The third term in the equation (\ref{term}) contains the scalar product of the velocity vectors. As is usual with a scalar product, the individual velocity components are multiplied by each other and then summed up. The individual components can be both negative and positive. However, since this is a completely statistical distribution of the components, positive and negative values for the scalar product are obtained to the same extent. When considering a sufficient number of particles or collisions (this is of course the case with a collision rate in the order of 10^{34} collisions per second and cubic meter!), the positive values of the scalar product will on average compensatethe equally negative scalar products. On statistical average the third term in equation (\ref{term}) will be zero:

\begin{align}

& \overline{2\vec{v_1}\vec{v_2}} = 0 \\[5px]

\end{align}

For the mean of the squared relativ speed the following formula applies:

\begin{align}

& \overline{v_{rel}^2}= \underbrace{\overline{v_2^2}}_{\overline{v^2}} +\underbrace{\overline{v_1^2}}_{\overline{v^2}} –

\underbrace{\overline{2\vec{v_1}\vec{v_2}}}_{=0} \\[5px]
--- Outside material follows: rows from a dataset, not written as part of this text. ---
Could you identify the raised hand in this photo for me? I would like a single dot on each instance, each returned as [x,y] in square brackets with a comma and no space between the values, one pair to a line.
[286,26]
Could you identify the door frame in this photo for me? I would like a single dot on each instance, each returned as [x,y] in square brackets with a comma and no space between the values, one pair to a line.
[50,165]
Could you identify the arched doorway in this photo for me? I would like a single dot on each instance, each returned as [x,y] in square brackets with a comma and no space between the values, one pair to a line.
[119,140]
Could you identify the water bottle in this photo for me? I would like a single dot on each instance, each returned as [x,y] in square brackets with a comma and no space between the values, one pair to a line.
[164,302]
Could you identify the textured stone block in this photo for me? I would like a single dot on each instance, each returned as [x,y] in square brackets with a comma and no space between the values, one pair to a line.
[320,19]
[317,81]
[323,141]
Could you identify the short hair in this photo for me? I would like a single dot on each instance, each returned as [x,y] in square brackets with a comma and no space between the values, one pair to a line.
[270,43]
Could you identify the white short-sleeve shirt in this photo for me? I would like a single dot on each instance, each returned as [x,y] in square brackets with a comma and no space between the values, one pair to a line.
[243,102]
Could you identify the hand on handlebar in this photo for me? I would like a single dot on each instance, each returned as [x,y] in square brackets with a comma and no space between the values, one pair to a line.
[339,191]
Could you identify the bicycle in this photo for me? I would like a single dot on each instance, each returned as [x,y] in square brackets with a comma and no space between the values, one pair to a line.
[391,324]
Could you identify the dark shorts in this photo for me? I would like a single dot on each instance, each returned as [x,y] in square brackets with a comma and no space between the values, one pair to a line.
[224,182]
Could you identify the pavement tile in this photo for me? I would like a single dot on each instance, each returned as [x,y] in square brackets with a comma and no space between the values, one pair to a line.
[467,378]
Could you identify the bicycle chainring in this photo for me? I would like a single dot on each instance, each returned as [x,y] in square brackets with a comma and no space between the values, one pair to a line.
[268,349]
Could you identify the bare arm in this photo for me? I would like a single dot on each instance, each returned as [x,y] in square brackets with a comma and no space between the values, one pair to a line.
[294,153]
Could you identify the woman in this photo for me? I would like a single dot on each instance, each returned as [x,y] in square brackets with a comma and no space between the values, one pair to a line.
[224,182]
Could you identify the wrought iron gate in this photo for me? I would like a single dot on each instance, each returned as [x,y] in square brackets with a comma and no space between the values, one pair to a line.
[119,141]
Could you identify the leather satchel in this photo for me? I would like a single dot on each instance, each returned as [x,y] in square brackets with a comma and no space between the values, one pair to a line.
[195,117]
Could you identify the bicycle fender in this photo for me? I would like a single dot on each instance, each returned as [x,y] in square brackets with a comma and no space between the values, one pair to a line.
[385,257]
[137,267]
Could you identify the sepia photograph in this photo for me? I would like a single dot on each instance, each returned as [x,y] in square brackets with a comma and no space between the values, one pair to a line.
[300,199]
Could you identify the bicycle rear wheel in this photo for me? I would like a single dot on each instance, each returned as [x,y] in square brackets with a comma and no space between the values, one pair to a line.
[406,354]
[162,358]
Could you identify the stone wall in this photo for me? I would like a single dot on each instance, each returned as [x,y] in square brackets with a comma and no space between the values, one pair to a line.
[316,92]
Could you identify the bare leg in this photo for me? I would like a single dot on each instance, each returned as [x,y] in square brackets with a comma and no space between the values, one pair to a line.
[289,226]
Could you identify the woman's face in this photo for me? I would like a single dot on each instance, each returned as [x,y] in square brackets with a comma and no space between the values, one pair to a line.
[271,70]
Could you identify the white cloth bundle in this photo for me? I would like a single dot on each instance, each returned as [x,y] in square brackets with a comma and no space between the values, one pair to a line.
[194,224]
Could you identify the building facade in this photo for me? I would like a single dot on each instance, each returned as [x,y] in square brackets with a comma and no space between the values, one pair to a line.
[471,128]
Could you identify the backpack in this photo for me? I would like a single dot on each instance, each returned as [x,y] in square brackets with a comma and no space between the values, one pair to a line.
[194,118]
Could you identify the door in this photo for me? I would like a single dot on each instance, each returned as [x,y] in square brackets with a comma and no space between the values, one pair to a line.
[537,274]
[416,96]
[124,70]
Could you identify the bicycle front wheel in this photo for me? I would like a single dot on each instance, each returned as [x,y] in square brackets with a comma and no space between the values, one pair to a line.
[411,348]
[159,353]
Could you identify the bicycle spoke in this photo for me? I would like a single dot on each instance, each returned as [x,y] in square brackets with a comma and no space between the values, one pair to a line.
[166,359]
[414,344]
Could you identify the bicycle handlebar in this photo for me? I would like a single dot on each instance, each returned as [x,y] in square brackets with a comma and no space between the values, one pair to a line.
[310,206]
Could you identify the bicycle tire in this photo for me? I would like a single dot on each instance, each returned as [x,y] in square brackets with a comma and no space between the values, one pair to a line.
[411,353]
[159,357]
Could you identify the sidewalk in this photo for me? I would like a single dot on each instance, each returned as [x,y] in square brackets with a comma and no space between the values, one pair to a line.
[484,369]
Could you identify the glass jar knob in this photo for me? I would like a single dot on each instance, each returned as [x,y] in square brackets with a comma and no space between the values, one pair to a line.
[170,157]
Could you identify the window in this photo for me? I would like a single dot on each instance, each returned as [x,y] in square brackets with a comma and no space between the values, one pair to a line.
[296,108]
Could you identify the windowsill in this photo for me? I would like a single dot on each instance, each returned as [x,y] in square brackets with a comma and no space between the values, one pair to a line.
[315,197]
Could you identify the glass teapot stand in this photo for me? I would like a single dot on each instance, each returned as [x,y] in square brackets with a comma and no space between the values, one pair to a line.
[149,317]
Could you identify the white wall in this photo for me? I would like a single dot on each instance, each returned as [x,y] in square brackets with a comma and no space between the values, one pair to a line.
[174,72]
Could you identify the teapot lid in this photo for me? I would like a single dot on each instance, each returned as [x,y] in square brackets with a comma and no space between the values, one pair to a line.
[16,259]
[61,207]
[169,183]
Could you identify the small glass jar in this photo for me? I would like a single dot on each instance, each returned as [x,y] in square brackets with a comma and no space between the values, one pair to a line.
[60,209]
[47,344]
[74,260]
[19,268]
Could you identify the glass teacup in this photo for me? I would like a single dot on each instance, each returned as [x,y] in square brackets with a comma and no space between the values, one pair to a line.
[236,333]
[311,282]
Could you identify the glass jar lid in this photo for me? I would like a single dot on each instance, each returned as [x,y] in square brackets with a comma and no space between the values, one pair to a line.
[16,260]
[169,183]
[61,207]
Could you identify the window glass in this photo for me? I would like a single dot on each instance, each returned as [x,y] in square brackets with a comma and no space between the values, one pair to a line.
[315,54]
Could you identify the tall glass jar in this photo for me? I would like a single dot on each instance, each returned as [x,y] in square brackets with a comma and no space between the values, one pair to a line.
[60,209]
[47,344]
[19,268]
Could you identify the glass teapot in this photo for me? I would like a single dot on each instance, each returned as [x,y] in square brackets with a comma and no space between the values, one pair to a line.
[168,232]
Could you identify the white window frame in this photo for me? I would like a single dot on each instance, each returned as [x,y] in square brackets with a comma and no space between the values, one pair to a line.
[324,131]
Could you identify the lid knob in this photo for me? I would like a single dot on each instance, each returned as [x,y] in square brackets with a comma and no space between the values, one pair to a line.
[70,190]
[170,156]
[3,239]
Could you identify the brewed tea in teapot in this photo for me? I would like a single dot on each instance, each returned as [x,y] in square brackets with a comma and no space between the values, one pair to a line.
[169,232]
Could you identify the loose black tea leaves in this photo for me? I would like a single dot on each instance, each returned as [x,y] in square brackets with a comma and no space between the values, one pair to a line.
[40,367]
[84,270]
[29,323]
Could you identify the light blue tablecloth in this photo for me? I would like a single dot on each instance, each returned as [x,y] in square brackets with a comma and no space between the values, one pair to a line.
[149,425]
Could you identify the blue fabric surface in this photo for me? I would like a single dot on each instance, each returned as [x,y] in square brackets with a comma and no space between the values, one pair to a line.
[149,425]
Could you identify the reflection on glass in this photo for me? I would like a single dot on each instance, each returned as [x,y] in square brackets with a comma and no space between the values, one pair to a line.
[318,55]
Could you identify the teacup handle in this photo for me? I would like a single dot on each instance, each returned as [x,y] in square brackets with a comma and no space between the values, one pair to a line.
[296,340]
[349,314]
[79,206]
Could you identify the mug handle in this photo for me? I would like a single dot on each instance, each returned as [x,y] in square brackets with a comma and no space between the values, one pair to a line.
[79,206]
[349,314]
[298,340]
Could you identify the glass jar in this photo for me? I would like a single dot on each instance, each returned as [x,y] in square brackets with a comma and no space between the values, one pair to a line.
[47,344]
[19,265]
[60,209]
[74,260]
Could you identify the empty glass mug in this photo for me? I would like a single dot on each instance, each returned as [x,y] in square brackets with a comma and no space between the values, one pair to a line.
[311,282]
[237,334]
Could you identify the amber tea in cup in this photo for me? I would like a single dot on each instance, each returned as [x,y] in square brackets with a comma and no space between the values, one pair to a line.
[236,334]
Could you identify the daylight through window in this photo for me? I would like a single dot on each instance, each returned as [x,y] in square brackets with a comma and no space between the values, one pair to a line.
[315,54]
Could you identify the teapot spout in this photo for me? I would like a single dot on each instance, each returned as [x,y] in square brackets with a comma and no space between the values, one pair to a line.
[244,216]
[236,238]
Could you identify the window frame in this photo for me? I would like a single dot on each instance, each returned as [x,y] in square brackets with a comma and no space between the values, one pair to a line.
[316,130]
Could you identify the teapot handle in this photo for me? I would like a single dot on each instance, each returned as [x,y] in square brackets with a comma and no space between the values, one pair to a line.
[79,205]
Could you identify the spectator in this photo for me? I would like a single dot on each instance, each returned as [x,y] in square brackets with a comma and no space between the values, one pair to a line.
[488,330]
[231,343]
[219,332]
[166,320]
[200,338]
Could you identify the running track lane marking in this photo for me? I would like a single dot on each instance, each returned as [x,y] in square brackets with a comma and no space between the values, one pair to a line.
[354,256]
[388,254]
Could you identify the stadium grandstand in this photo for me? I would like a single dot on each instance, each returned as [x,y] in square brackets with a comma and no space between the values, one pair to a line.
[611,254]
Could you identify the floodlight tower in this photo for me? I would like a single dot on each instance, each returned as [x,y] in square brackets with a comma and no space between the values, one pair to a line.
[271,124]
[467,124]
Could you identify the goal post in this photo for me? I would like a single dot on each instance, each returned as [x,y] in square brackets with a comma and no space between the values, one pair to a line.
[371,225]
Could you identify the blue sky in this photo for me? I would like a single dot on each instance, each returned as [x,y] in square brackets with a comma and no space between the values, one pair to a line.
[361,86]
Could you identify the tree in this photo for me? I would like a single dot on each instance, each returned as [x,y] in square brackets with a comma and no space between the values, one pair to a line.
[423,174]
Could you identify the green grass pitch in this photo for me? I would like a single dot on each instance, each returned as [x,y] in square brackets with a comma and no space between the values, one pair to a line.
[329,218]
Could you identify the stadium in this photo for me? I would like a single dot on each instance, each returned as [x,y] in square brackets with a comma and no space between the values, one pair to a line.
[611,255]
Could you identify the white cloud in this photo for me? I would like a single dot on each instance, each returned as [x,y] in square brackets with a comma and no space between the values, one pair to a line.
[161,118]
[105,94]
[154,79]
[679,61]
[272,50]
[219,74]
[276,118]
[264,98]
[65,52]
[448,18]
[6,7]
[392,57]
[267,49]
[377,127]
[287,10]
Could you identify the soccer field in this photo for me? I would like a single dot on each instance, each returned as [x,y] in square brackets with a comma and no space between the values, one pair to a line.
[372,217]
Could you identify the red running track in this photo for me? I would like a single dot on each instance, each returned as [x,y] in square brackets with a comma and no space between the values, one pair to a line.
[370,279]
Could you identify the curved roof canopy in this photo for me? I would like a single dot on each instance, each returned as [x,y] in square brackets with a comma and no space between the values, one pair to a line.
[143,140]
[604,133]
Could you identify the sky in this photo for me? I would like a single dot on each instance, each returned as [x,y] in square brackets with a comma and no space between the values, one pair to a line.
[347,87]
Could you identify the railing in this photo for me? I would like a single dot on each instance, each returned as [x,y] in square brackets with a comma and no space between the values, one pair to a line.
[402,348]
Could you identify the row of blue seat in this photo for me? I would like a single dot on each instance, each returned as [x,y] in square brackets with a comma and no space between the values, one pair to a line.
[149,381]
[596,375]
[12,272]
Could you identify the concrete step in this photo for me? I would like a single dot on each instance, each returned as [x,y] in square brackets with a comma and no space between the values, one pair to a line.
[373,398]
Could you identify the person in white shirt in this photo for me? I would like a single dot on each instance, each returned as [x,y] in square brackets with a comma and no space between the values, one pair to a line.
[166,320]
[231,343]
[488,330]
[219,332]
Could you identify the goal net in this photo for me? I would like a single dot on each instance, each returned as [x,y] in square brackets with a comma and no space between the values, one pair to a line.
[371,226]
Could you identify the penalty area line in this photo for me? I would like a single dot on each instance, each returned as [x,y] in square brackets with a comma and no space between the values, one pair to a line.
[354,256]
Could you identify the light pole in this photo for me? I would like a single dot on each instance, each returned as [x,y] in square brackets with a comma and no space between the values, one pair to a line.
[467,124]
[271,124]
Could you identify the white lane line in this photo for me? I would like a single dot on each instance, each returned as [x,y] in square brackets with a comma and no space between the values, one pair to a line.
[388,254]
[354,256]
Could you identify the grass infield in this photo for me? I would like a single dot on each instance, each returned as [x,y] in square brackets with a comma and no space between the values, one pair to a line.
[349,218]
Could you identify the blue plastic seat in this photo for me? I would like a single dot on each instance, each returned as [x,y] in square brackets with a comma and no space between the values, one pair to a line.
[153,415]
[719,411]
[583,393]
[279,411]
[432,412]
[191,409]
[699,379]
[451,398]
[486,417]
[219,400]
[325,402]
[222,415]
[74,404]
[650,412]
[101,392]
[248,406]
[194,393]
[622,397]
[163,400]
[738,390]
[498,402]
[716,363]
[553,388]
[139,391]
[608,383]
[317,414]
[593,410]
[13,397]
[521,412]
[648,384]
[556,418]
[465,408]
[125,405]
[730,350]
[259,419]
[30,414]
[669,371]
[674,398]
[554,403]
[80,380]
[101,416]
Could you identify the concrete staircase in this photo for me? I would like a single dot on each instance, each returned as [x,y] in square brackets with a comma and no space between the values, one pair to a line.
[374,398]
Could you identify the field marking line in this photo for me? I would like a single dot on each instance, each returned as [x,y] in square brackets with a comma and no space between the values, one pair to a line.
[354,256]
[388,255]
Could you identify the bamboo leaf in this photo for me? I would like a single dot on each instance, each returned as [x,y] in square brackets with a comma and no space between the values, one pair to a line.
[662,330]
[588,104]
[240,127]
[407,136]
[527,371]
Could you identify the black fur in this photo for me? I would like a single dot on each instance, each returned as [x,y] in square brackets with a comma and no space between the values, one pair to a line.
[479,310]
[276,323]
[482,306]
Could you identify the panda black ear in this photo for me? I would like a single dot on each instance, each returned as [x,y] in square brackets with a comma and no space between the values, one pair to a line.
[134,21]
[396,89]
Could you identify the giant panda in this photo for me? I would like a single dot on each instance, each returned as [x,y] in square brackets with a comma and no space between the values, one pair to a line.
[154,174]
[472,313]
& \overline{v_{rel}^2}= 2 \cdot \overline{v^2} \\[5px]

\end{align}

On statistical average, the square of the relative speed obviously differs by a factor of 2 from the mean value of the speed squares. Consequently, the speeds are related by the factor (\sqrt{2}):

\begin{align}

&\boxed{\overline{v_{rel}}= \sqrt{2} \cdot \overline{v}} \\[5px]

\end{align}

### Conclusion

The relative speed of the molecules in a gas is thus on average greater by the factor \(\sqrt{2}\) than the mean speeds. The actual approach speed of two particles is therefore greater by the factor \(\sqrt{2}\) than if only their own speed were taken as a basis for the approach (in principle this would correspond to the case that all other particles were at rest).

The higher speeds when taking into account the relative motions therefore shortens the time between two collisions by the factor \(\frac{1}{\sqrt{2}}\). Compared to the situation in which all particles are at rest, the mean free path will therefore also be smaller by the factor \(\frac{1}{\sqrt{2}}\)! For this reason the factor \(\frac{1}{\sqrt{2}}\) is introduced in equation (\ref{l}), since the consideration before was based on resting particles.